The British Government has spent and invested millions in Afghanistan, on troops, infrastructure and a considerable number of missiles. It has now emerged that it deployed a secret and perhaps more effective weapon in its mission to win hearts and minds in the battle against the Taliban: an Afghan version of The Archers. New Home, New Life, first broadcast in 1994, swaps Ambridge for the fictitious village of Bar Killi, and storylines about organic pigs and rural affairs (extra-marital, usually) for tales of forced marriages, land mines and opium cultivation. Partly developed by producers of the Radio 4 soap, and broadcast on the World Service, it soon became a hit, at its peak drawing audiences of more than 35 million people. Now a previously restricted government document has revealed the extent to which it was funded by the UK as part of a global policy of using soap opera to influence audiences.

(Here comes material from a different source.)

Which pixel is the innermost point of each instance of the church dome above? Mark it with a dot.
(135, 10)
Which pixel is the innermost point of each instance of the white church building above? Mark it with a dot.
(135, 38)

I gather June Spencer’s character is not being immediately killed off in classic soap plots, She is “taken to the main Barsetshire care home”. This gives plenty of opportunity for “I’m rather worried about Peggy” dialog. [for those unfamilar, that was a “Mrs Dale’s Diary” reference] It also gives them a chance to explore what happens to an increasingly frail matriarch and the consequences of her illness and death on her suvivors. Almost sounds like the BBC preparing its audience to respond to Operation London Bridge.

It also gives June the chance to make guest appearances, Would help her pay her fuel bills!